The site on Monday published what it says is a confidential report detailing a conversation German Foreign Minister Frank-Walter Steinmeier had in 2005, following his first official trip to Washington.
According to the report, Steinmeier said he was relieved that talks with his then counterpart, US Secretary of State Condoleezza Rice, did not touch on the CIA’s controversial rendition program, in which suspected terrorists were flown to third-party countries to be tortured and interrogated.
The intercepted communication reads, in part:
"Frank-Walter Steinmeier seemed pleased on 29 November with the results of his first visit to Washington as the new German Foreign Minister. Steinmeier described the mood during his talks with US officials as very good, but feared that the most difficult part was still ahead. He seemed relieved that he had not received any definitive response from the US Secretary of State regarding press reports of CIA flights through Germany to secret prisons in eastern Europe allegedly used for interrogating terrorism suspects."
— WikiLeaks (@wikileaks) July 20, 2015
Julian Assange, WikiLeaks editor-in-chief, said:
"Today's publication indicates that the NSA has been used to help the CIA kidnap and torture with impunity. For years the CIA was systematically abducting and torturing people, with the tacit complicity of European governments.

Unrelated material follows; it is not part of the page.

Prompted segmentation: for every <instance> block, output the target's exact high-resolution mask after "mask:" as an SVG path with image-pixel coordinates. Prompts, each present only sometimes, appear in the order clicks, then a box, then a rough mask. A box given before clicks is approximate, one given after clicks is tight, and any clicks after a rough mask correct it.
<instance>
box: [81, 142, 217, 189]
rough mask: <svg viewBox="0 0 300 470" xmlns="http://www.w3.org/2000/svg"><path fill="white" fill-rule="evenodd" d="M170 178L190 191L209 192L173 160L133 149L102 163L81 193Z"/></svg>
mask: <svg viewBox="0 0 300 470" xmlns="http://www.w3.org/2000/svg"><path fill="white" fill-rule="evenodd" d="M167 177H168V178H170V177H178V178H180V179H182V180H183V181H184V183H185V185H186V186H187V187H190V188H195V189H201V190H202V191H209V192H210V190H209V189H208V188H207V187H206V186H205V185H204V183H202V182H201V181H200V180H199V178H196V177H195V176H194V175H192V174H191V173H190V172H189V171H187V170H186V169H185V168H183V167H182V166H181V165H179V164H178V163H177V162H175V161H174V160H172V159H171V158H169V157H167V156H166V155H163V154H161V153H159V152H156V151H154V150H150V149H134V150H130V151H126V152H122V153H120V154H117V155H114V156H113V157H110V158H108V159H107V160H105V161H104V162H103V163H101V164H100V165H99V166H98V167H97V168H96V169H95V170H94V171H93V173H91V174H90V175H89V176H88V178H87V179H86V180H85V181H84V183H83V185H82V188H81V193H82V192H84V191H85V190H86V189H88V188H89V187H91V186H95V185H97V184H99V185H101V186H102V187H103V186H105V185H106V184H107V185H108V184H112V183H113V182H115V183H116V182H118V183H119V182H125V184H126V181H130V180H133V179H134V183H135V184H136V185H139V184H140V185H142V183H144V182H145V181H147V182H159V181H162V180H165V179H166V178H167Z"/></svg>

"In 2005 German Foreign Minister Steinmeier was thrilled that his tactic of asking Condoleezza Rice no hard questions about CIA renditions had worked. The US said nothing that would require him to do anything. And how do we know about it? Because the National Security Agency was gloating to the US senior executive about intercepting this cowardly display. Nobody comes out of this looking good."
Steinmeier is among a number of top German government officials who had their phones tapped by the NSA. Of the 20 phone numbers, some are for offices in Bonn, Germany, and targeting Joschka Fischer, Vice Chancellor and Foreign Minister from 1998 to 2005.